Olsen praticamente não recebeu o tratamento dado a Simon Bird por Kinnear, que se limitou a dizer que o seu antecessor "ou deixou de fora ou vendeu demasiados jogadores experientes" ao tentar implementar uma nova cultura e as suas táticas rígidas.
O norueguês provavelmente tinha razão em relação aos jogadores.
John Hartson, contratação recorde do clube, afirmou abertamente que era “amplamente divulgado que nem todos se dão bem com o treinador”, por causa “da forma como ele trabalha e de algumas coisas que faz, da sua atitude em certos momentos e da sua postura descontraída”, acrescentando que “haverá grandes mudanças no verão em relação ao cargo de treinador” — enquanto Olsen ainda estava no comando.
O Wimbledon separou-se dele depois de uma derrota por 3-0 frente ao Bradford os ter deixado na zona de despromoção. Terry Burton foi nomeado numa tentativa de recuperar o espírito da Crazy Gang, mas um empate e uma derrota nos dois últimos jogos não foram suficientes para salvar um clube já condenado.
O Manchester City planejava realizar uma avaliação de fim de temporada com Mancini em Abu Dhabi, mas a derrota para o rebaixado Wigan na final da FA Cup acelerou o processo.
Sendo os “bons” que são, o clube decidiu basicamente tornar públicas as suas conclusões, afirmando que “não conseguiu cumprir nenhuma” das metas da temporada além da classificação para a Liga dos Campeões, e que pretende adotar uma abordagem mais “holística” daqui para frente.
Em linhas gerais, a leitura era de que Mancini havia rompido com praticamente todos, e o Manchester City via com bons olhos a ideia de um treinador que não seguisse esse caminho.

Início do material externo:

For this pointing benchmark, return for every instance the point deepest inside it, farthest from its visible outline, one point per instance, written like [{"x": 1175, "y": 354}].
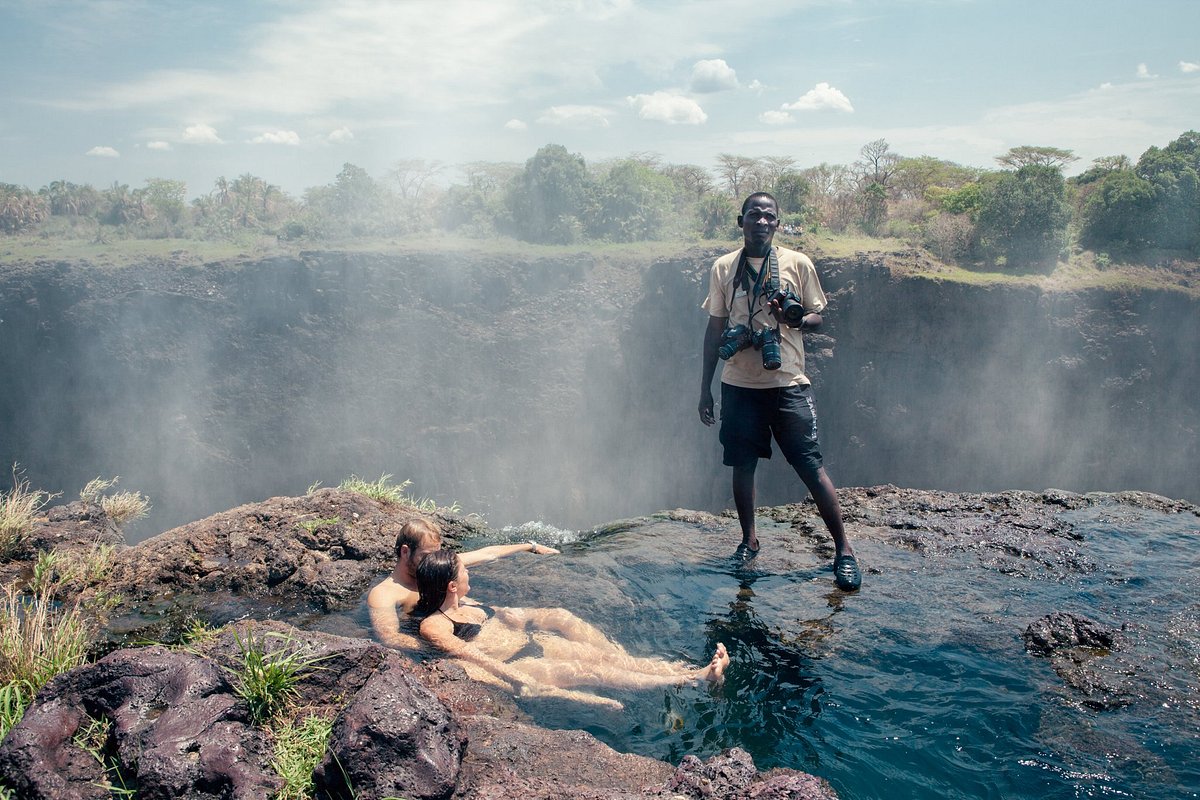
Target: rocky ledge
[{"x": 173, "y": 723}]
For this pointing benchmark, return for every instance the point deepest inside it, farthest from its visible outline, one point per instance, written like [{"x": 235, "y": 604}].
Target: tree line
[{"x": 1023, "y": 212}]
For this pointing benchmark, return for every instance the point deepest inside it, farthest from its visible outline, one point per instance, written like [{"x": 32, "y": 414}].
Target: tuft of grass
[
  {"x": 299, "y": 747},
  {"x": 119, "y": 507},
  {"x": 57, "y": 572},
  {"x": 95, "y": 488},
  {"x": 381, "y": 489},
  {"x": 267, "y": 678},
  {"x": 19, "y": 507},
  {"x": 40, "y": 638},
  {"x": 384, "y": 489},
  {"x": 125, "y": 506},
  {"x": 94, "y": 739}
]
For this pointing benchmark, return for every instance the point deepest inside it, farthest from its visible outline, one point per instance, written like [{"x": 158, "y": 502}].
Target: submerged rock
[{"x": 1061, "y": 630}]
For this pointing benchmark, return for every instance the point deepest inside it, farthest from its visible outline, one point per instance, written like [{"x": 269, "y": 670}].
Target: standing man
[{"x": 755, "y": 323}]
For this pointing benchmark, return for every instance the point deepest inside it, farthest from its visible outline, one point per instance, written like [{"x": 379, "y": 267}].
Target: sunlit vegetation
[
  {"x": 384, "y": 489},
  {"x": 1020, "y": 217},
  {"x": 119, "y": 506},
  {"x": 299, "y": 746},
  {"x": 19, "y": 507},
  {"x": 40, "y": 637},
  {"x": 265, "y": 677}
]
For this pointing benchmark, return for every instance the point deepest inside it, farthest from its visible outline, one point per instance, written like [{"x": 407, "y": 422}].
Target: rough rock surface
[
  {"x": 174, "y": 728},
  {"x": 1079, "y": 650},
  {"x": 281, "y": 557},
  {"x": 1061, "y": 630}
]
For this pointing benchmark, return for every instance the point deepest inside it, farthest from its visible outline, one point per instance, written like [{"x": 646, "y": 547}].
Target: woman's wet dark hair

Assim, depois de Brian Kidd conduzir os dois últimos jogos (uma vitória e uma derrota), confirmou-se o segredo aberto da nomeação de Manuel Pellegrini.
Ainda parece uma decisão extremamente dura, considerando que Pearson herdou o Watford em dezembro com sete pontos de desvantagem na lanterna da Premier League, venceu o Manchester United, pôs fim à série invicta do Liverpool a cinco jogos do feito dos Invincibles e conduziu a equipe pela incerteza do confinamento da pandemia, antes de ser demitido com o time três pontos acima da zona de rebaixamento, restando duas rodadas.
Mas aí você se lembra de que era Nigel Pearson — e que ele provavelmente tinha estrangulado alguém no treino, chamado alguém de avestruz ou mandado alguém se f*** e morrer, tudo isso enquanto brigava com uma matilha de cães selvagens.
Nesse contexto, é preferível ser rebaixado com Hayden Mullins.
Poucos minutos após a derrota em Wigan, que confirmou o rebaixamento do West Ham para a segunda divisão pela primeira vez em seis anos, Grant foi levado a uma sala vazia no DW Stadium e informado do seu destino.
A decisão só foi comunicada ao elenco quando Grant entrou no ônibus da equipe para recolher seus pertences, com um táxi já à espera para levá-lo para fora das instalações, antes de o capitão Scott Parker sugerir aos proprietários que o ex-treinador ao menos pudesse sentar-se na frente, ao lado de Mark Noble, uma última vez.
Kevin Keen comandou o último jogo dos Hammers e teve uma despedida dura na elite: derrota por 3 a 0 em casa para uma equipe treinada por Steve Bruce.
Possivelmente por conselho de Jamie Carragher, o Everton decidiu que a atitude mais humana em relação a Martínez foi poupá‑lo do sofrimento, em vez de submetê‑lo a uma atmosfera tóxica que se previa em Goodison Park na última jornada de 2016.
À entrada para aquele jogo, os Toffees tinham vencido apenas uma das últimas dez partidas da Premier League e a paciência dos adeptos começava a esgotar-se; lugares vazios e faixas e cânticos contra Martínez tornaram-se uma imagem recorrente nas muitas derrotas.
Em vez de uma volta olímpica de 90 minutos no encerramento da temporada contra o Norwich, o momento exigiu alguém que realmente acreditasse que comandar o Everton é “um dos melhores cargos do mundo”.